Alexandre. Cinqüenta léguas em redor, de vante a ré, todo o bichinho dará notícia das minhas estrepolias. A

história da onça, a do bode, o estribo de prata, este olho torto, que ficou muitas horas espetado num espinho, roído pelas formigas, circulam como dinheiro de cobre, tudo

exagerado. É o que me aborrece, não gosto de exageros. Quero que digam só o que eu fiz. Esse negócio da canoa

entrou num folheto e hoje se canta na viola, mas com tantos acréscimos que, francamente, não me responsabilizo pelo que escreveram. Exatamente o que sucedeu com o

marquesão. Lembram-se? Dr. Silva pegou o marquesão de jaqueira e fez dele o que entendeu, encheu a casa de cortiços.
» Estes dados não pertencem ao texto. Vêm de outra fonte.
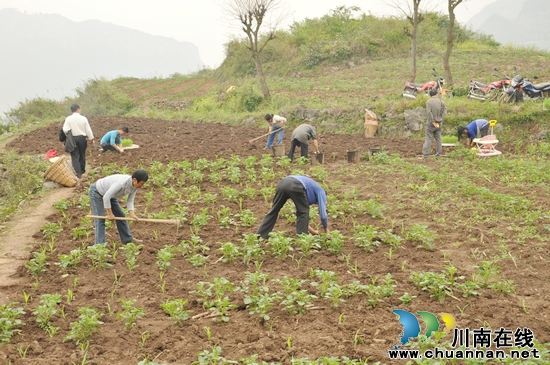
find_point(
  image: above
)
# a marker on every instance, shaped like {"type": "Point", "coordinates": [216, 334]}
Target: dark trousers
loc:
{"type": "Point", "coordinates": [484, 131]}
{"type": "Point", "coordinates": [287, 188]}
{"type": "Point", "coordinates": [303, 149]}
{"type": "Point", "coordinates": [78, 156]}
{"type": "Point", "coordinates": [108, 147]}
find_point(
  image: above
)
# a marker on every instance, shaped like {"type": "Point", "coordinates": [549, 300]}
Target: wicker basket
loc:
{"type": "Point", "coordinates": [61, 173]}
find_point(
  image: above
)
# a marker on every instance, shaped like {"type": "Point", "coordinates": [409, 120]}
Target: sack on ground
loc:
{"type": "Point", "coordinates": [62, 136]}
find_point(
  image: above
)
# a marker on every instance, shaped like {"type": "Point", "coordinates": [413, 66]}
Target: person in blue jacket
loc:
{"type": "Point", "coordinates": [472, 130]}
{"type": "Point", "coordinates": [112, 141]}
{"type": "Point", "coordinates": [303, 191]}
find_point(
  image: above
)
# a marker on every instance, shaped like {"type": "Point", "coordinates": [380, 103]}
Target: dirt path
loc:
{"type": "Point", "coordinates": [16, 239]}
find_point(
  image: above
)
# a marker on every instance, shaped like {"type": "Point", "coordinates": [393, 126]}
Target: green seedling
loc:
{"type": "Point", "coordinates": [88, 324]}
{"type": "Point", "coordinates": [406, 298]}
{"type": "Point", "coordinates": [22, 351]}
{"type": "Point", "coordinates": [130, 313]}
{"type": "Point", "coordinates": [26, 297]}
{"type": "Point", "coordinates": [175, 309]}
{"type": "Point", "coordinates": [144, 336]}
{"type": "Point", "coordinates": [9, 315]}
{"type": "Point", "coordinates": [99, 255]}
{"type": "Point", "coordinates": [208, 333]}
{"type": "Point", "coordinates": [164, 256]}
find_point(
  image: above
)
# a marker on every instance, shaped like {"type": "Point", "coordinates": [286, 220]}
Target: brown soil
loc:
{"type": "Point", "coordinates": [322, 332]}
{"type": "Point", "coordinates": [17, 239]}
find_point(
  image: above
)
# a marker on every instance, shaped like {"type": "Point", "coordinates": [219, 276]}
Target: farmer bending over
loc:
{"type": "Point", "coordinates": [300, 137]}
{"type": "Point", "coordinates": [79, 127]}
{"type": "Point", "coordinates": [275, 122]}
{"type": "Point", "coordinates": [112, 141]}
{"type": "Point", "coordinates": [303, 191]}
{"type": "Point", "coordinates": [104, 195]}
{"type": "Point", "coordinates": [478, 126]}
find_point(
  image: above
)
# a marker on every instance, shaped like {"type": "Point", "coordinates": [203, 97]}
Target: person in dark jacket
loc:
{"type": "Point", "coordinates": [79, 127]}
{"type": "Point", "coordinates": [303, 191]}
{"type": "Point", "coordinates": [436, 112]}
{"type": "Point", "coordinates": [473, 129]}
{"type": "Point", "coordinates": [301, 137]}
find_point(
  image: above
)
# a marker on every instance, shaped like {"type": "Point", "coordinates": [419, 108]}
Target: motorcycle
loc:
{"type": "Point", "coordinates": [489, 92]}
{"type": "Point", "coordinates": [521, 86]}
{"type": "Point", "coordinates": [536, 91]}
{"type": "Point", "coordinates": [514, 93]}
{"type": "Point", "coordinates": [411, 90]}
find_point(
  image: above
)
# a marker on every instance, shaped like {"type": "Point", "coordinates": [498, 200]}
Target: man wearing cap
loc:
{"type": "Point", "coordinates": [104, 195]}
{"type": "Point", "coordinates": [112, 141]}
{"type": "Point", "coordinates": [436, 112]}
{"type": "Point", "coordinates": [276, 122]}
{"type": "Point", "coordinates": [303, 191]}
{"type": "Point", "coordinates": [301, 137]}
{"type": "Point", "coordinates": [81, 132]}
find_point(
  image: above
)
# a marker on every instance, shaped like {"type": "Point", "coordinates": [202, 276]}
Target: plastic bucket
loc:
{"type": "Point", "coordinates": [278, 150]}
{"type": "Point", "coordinates": [353, 156]}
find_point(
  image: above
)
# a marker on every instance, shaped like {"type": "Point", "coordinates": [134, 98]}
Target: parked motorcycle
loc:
{"type": "Point", "coordinates": [521, 86]}
{"type": "Point", "coordinates": [411, 90]}
{"type": "Point", "coordinates": [536, 91]}
{"type": "Point", "coordinates": [514, 93]}
{"type": "Point", "coordinates": [489, 92]}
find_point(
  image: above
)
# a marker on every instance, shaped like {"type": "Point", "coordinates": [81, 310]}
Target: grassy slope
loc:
{"type": "Point", "coordinates": [346, 90]}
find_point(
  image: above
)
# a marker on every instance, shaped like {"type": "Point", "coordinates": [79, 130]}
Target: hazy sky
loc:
{"type": "Point", "coordinates": [201, 22]}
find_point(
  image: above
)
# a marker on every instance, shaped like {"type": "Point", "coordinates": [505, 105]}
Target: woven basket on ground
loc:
{"type": "Point", "coordinates": [61, 173]}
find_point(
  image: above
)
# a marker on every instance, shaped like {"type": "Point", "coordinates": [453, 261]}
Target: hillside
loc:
{"type": "Point", "coordinates": [520, 22]}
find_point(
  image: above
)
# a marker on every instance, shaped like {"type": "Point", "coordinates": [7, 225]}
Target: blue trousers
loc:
{"type": "Point", "coordinates": [96, 200]}
{"type": "Point", "coordinates": [287, 188]}
{"type": "Point", "coordinates": [271, 137]}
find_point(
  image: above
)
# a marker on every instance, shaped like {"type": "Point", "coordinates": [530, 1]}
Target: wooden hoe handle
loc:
{"type": "Point", "coordinates": [169, 221]}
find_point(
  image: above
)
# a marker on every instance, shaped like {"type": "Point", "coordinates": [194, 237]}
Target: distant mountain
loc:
{"type": "Point", "coordinates": [49, 56]}
{"type": "Point", "coordinates": [522, 22]}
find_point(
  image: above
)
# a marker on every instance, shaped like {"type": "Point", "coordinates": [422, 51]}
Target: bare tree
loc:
{"type": "Point", "coordinates": [252, 16]}
{"type": "Point", "coordinates": [414, 14]}
{"type": "Point", "coordinates": [451, 5]}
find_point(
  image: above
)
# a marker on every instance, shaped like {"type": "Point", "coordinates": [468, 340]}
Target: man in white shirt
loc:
{"type": "Point", "coordinates": [104, 195]}
{"type": "Point", "coordinates": [275, 122]}
{"type": "Point", "coordinates": [81, 131]}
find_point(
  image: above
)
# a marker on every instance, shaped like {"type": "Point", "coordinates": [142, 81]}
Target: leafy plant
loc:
{"type": "Point", "coordinates": [252, 248]}
{"type": "Point", "coordinates": [131, 251]}
{"type": "Point", "coordinates": [436, 284]}
{"type": "Point", "coordinates": [50, 230]}
{"type": "Point", "coordinates": [175, 309]}
{"type": "Point", "coordinates": [88, 324]}
{"type": "Point", "coordinates": [37, 265]}
{"type": "Point", "coordinates": [164, 256]}
{"type": "Point", "coordinates": [279, 245]}
{"type": "Point", "coordinates": [333, 242]}
{"type": "Point", "coordinates": [229, 250]}
{"type": "Point", "coordinates": [419, 233]}
{"type": "Point", "coordinates": [365, 237]}
{"type": "Point", "coordinates": [308, 244]}
{"type": "Point", "coordinates": [99, 254]}
{"type": "Point", "coordinates": [46, 310]}
{"type": "Point", "coordinates": [9, 321]}
{"type": "Point", "coordinates": [130, 313]}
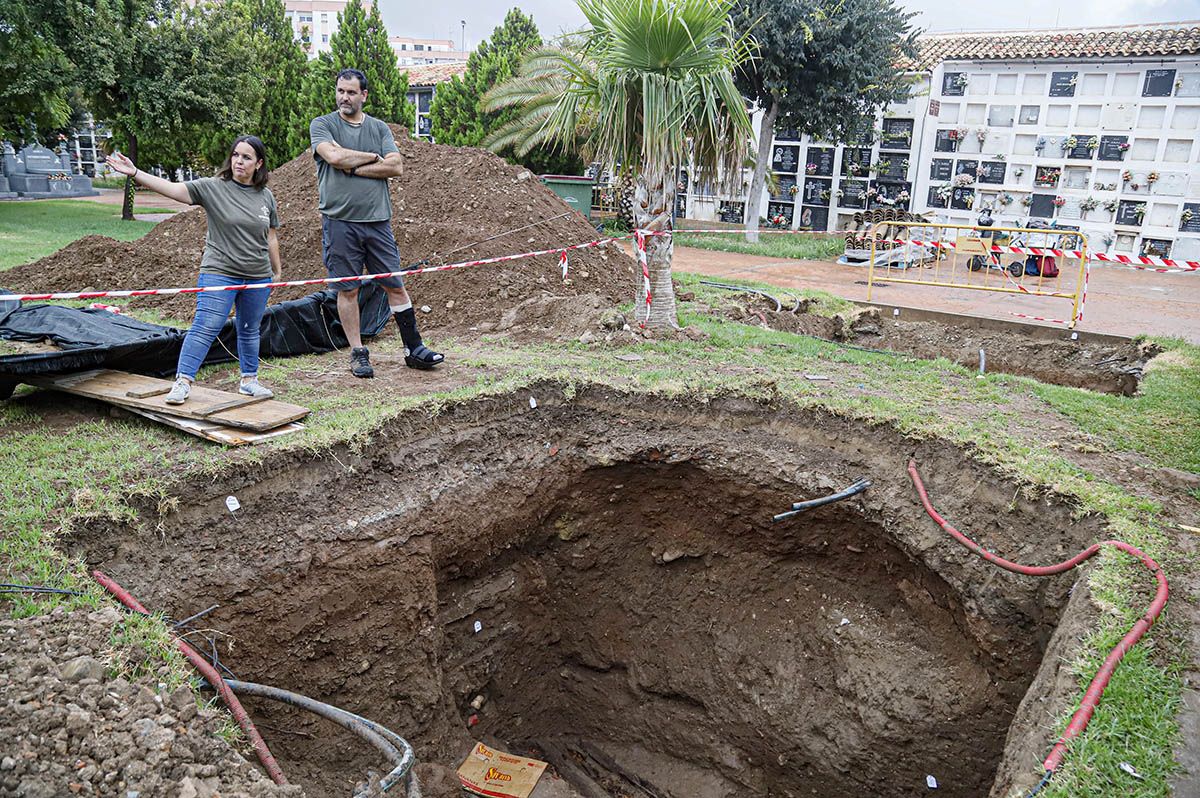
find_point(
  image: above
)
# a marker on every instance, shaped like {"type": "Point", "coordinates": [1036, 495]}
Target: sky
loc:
{"type": "Point", "coordinates": [444, 18]}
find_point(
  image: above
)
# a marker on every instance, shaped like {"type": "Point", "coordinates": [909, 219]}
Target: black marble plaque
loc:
{"type": "Point", "coordinates": [1159, 83]}
{"type": "Point", "coordinates": [814, 189]}
{"type": "Point", "coordinates": [1110, 148]}
{"type": "Point", "coordinates": [1127, 211]}
{"type": "Point", "coordinates": [1062, 84]}
{"type": "Point", "coordinates": [781, 209]}
{"type": "Point", "coordinates": [893, 168]}
{"type": "Point", "coordinates": [822, 159]}
{"type": "Point", "coordinates": [787, 135]}
{"type": "Point", "coordinates": [946, 142]}
{"type": "Point", "coordinates": [993, 172]}
{"type": "Point", "coordinates": [856, 162]}
{"type": "Point", "coordinates": [1042, 207]}
{"type": "Point", "coordinates": [853, 193]}
{"type": "Point", "coordinates": [785, 157]}
{"type": "Point", "coordinates": [784, 190]}
{"type": "Point", "coordinates": [1080, 151]}
{"type": "Point", "coordinates": [1192, 225]}
{"type": "Point", "coordinates": [897, 135]}
{"type": "Point", "coordinates": [963, 198]}
{"type": "Point", "coordinates": [814, 219]}
{"type": "Point", "coordinates": [732, 213]}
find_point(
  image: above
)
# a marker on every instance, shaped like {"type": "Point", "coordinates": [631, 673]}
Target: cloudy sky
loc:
{"type": "Point", "coordinates": [444, 18]}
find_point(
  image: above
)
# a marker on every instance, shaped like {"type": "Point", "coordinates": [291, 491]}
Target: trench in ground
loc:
{"type": "Point", "coordinates": [645, 625]}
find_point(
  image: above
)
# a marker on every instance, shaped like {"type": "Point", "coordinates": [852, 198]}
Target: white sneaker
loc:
{"type": "Point", "coordinates": [179, 391]}
{"type": "Point", "coordinates": [251, 388]}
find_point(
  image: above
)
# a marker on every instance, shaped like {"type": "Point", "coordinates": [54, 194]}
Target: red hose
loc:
{"type": "Point", "coordinates": [1101, 681]}
{"type": "Point", "coordinates": [213, 677]}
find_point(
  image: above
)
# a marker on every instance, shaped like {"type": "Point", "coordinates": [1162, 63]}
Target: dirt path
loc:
{"type": "Point", "coordinates": [1120, 301]}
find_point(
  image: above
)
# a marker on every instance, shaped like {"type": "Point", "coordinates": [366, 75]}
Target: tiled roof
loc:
{"type": "Point", "coordinates": [1174, 39]}
{"type": "Point", "coordinates": [427, 75]}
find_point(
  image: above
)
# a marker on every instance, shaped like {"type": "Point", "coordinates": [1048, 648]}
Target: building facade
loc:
{"type": "Point", "coordinates": [1092, 130]}
{"type": "Point", "coordinates": [313, 22]}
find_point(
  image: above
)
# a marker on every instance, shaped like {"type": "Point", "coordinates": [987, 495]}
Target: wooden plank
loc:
{"type": "Point", "coordinates": [113, 387]}
{"type": "Point", "coordinates": [241, 401]}
{"type": "Point", "coordinates": [215, 432]}
{"type": "Point", "coordinates": [147, 393]}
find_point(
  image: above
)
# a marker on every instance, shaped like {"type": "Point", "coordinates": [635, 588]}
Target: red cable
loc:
{"type": "Point", "coordinates": [213, 677]}
{"type": "Point", "coordinates": [1101, 681]}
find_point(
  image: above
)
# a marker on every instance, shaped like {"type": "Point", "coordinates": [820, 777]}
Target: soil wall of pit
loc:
{"type": "Point", "coordinates": [641, 619]}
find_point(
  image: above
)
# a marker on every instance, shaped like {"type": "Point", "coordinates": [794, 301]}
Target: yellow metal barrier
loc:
{"type": "Point", "coordinates": [960, 256]}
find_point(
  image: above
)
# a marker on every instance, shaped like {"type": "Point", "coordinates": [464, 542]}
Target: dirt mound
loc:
{"type": "Point", "coordinates": [448, 197]}
{"type": "Point", "coordinates": [70, 727]}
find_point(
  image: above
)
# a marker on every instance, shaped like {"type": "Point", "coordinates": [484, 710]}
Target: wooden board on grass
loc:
{"type": "Point", "coordinates": [137, 393]}
{"type": "Point", "coordinates": [215, 432]}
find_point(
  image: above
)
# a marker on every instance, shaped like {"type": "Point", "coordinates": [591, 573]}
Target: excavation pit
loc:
{"type": "Point", "coordinates": [604, 573]}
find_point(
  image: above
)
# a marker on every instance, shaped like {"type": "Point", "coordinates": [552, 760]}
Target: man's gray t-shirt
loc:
{"type": "Point", "coordinates": [351, 198]}
{"type": "Point", "coordinates": [239, 216]}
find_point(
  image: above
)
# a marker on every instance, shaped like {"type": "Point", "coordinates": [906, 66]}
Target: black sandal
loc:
{"type": "Point", "coordinates": [423, 358]}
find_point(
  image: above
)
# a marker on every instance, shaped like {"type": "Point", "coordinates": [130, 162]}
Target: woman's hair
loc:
{"type": "Point", "coordinates": [261, 174]}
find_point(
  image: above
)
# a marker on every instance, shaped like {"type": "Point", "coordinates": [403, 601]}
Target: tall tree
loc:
{"type": "Point", "coordinates": [361, 43]}
{"type": "Point", "coordinates": [652, 82]}
{"type": "Point", "coordinates": [825, 67]}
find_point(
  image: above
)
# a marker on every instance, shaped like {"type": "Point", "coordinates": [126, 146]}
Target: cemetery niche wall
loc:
{"type": "Point", "coordinates": [37, 173]}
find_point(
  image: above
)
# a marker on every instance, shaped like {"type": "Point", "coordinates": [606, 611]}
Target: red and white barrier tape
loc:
{"type": "Point", "coordinates": [323, 281]}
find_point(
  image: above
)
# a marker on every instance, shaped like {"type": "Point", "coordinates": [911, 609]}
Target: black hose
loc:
{"type": "Point", "coordinates": [393, 745]}
{"type": "Point", "coordinates": [858, 486]}
{"type": "Point", "coordinates": [1044, 781]}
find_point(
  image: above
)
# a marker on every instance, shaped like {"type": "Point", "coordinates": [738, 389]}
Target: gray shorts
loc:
{"type": "Point", "coordinates": [349, 247]}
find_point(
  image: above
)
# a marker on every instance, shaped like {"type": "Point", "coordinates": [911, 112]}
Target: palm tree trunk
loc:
{"type": "Point", "coordinates": [652, 211]}
{"type": "Point", "coordinates": [766, 138]}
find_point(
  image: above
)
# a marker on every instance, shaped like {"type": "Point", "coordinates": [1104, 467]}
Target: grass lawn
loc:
{"type": "Point", "coordinates": [771, 245]}
{"type": "Point", "coordinates": [52, 478]}
{"type": "Point", "coordinates": [34, 229]}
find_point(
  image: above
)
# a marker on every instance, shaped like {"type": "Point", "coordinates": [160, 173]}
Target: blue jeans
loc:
{"type": "Point", "coordinates": [211, 311]}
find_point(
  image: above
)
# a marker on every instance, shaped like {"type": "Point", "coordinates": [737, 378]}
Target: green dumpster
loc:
{"type": "Point", "coordinates": [575, 191]}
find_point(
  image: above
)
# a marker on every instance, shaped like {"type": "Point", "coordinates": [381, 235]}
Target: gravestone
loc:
{"type": "Point", "coordinates": [822, 159]}
{"type": "Point", "coordinates": [785, 157]}
{"type": "Point", "coordinates": [993, 172]}
{"type": "Point", "coordinates": [1042, 207]}
{"type": "Point", "coordinates": [963, 198]}
{"type": "Point", "coordinates": [1110, 148]}
{"type": "Point", "coordinates": [815, 219]}
{"type": "Point", "coordinates": [1192, 225]}
{"type": "Point", "coordinates": [853, 193]}
{"type": "Point", "coordinates": [785, 184]}
{"type": "Point", "coordinates": [814, 189]}
{"type": "Point", "coordinates": [1127, 213]}
{"type": "Point", "coordinates": [781, 209]}
{"type": "Point", "coordinates": [897, 135]}
{"type": "Point", "coordinates": [1062, 84]}
{"type": "Point", "coordinates": [1159, 83]}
Não era o meu marquesão, que só deu quatro pés de jaca. O caso da canoa também foi muito aumentado. É

bom prevenir. Se vossemecês ouvirem falar nele em cantoria, fiquem sabendo que as nove-horas são astúcias do poeta. O acontecido foi coisa muito curta, que eu podia

embrulhar num instante. E se converso demais, é porque a gente precisa matar tempo, não sapecar tudo logo

de uma vez. Se não fosse assim, a história perdia a graça. Por isso espichei diante dos amigos a cidade grande, os teatros, os bondes, os ovos e a roupa nova, o corte de pano

fino e o frasco de cheiro que ofereci a Cesária. Ela vestiu o pano fino e botou o frasco de cheiro no lenço, mas

isto não adianta. Sem cheiro e sem pano, a história da canoa seria a mesma, um pouco mais encolhida. Bem, como disse aos amigos, demorei na Bahia, com desejo

de arranjar-me por lá. Quando vi que a intenção era besteira, decidi voltar para casa, amansar brabo, arrematar

caixas de segredo em leilão e animar o cordão azul e o cordão vermelho, no pastoril, que foi para isto que nasci. Sim senhores. Selei o cavalo e atirei-me para o norte.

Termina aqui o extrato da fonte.